Im September darf sich das deutsche Wahlvolk mal wieder verwählen. Das hat, kaum ist es zu glauben, auch die SPD gemerkt und am vergangenen Wochenende einen Wahlparteitag veranstaltet, der allerdings zwischen Fußballwahn, Antisemitismusdebatte und dem Thronjubiläum der britischen Königin unterging.

Die Queen hatte alle öffentlich-rechtlichen Sender auf ihrer Seite, Gerhard Schröder nur Phoenix - für Politik scheint sich niemand zu interessieren außer ein paar verbissenen Weltverbesserern ;-).

Die SPD fiel und fällt im Moment dadurch auf, daß sie irgendwie in einer Art Tiefschlaf verharrt, weshalb die Rede Gerhard Schröders zwar mit Spannung erwartet wurde, dann aber doch nicht wirkte wie erwartet - die SPD schläft weiter.

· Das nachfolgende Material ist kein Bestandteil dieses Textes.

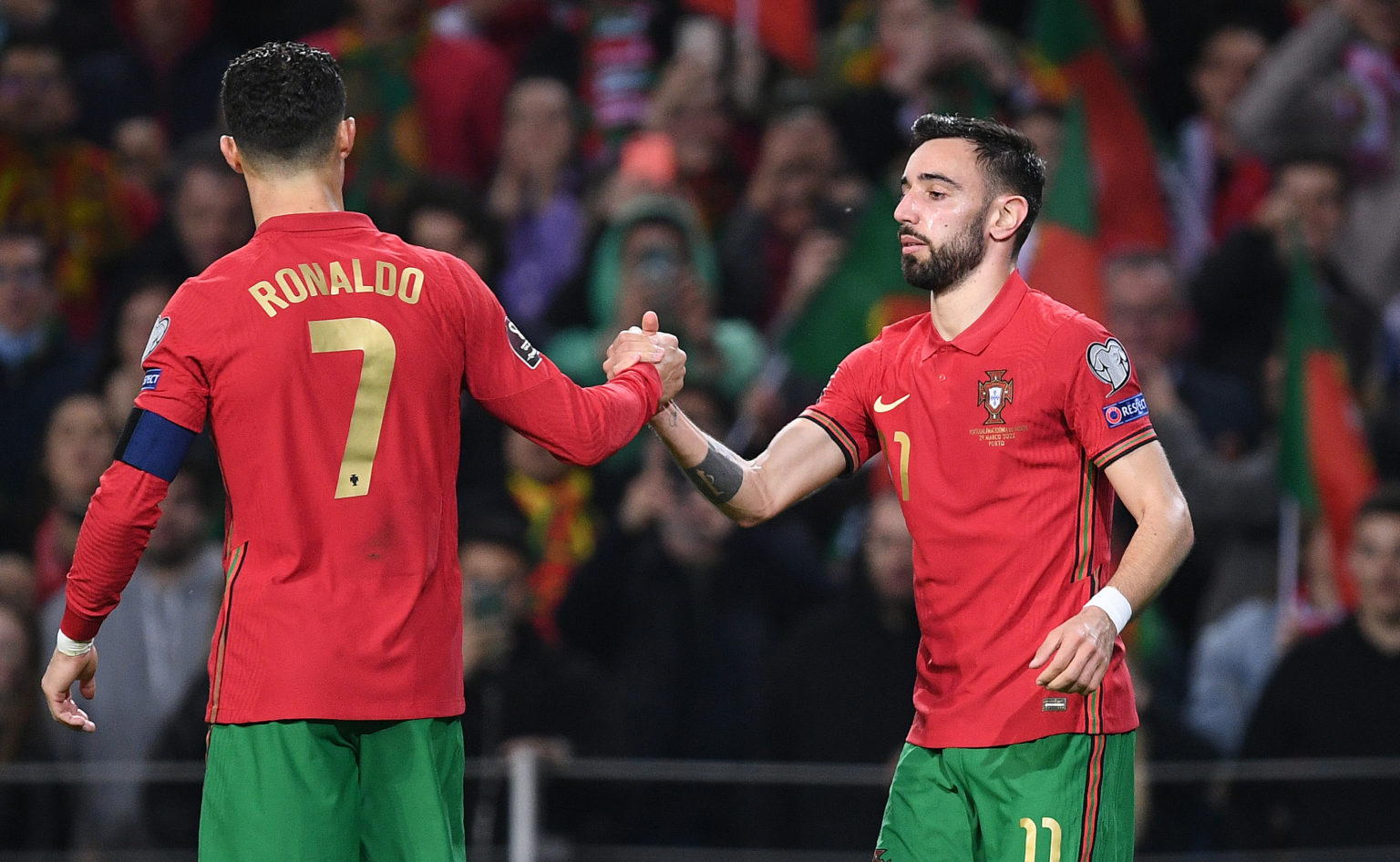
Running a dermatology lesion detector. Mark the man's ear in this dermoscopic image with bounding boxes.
[988,194,1030,242]
[336,116,355,159]
[219,134,243,173]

Dennoch scheint mir der Blick auf die Kanzler-Rede lohnenswert, steckt sie doch voller Widersprüche, die eigentlich auch typisch sind für das abschreckende Bild, das die gesamte politische Klasse in diesen Tagen abgibt.

Noch vor (!) dem ursprünglich angekündigten Zeitpunkt ergriff also Gerhard Schröder im weißen Hemd - weiße Weste? - am vergangenen Sonntag das Wort und hielt gut 80 Minuten durch, wofür er auch mit zehnminütigem Applaus und dumpfem "Jetzt geht's los"-Gejohle belohnt wurde, was deutlich macht, daß es leider auch bei der SPD offenbar mehr auf die Inszenierung ankommt als auf wirkliche Inhalte.

Wie nicht anders zu erwarten, schoß der Amtsinhaber ein paar wohlfeile Breitseiten gegen die FDP ab, "die inzwischen die Entpolitisierung des politischen Prozesses zum Programm erhoben hat", was nicht so recht nachvollziehbar ist, befaßt sich doch die blau-gelbe Partei nach ihrem Spaßparteitag notgedrungen mit wirklich ernsten Fragen, was Schröder denn auch zugestehen mußte: "Es geht um eine der Grundfragen deutscher Demokratie. Es geht um die Frage, wie das friedliche Zusammenleben der Menschen in Deutschland mit jenen Menschen organisiert werden und vonstatten gehen soll, die in Deutschland als Deutsche jüdischen Glaubens leben". Entpolitisierung? Eher schon eine Repolitisierung.

Doch immerhin, auch ein richtig schön mehrdeutiger Satz zum Thema kam dem Kanzler über die Lippen: "Lasst uns unbeirrt dafür kämpfen, dass jüdische Grabstätten genauso wenig geschändet werden wie christliche Grabstätten; bei denen ist das ja eine Selbstverständlichkeit."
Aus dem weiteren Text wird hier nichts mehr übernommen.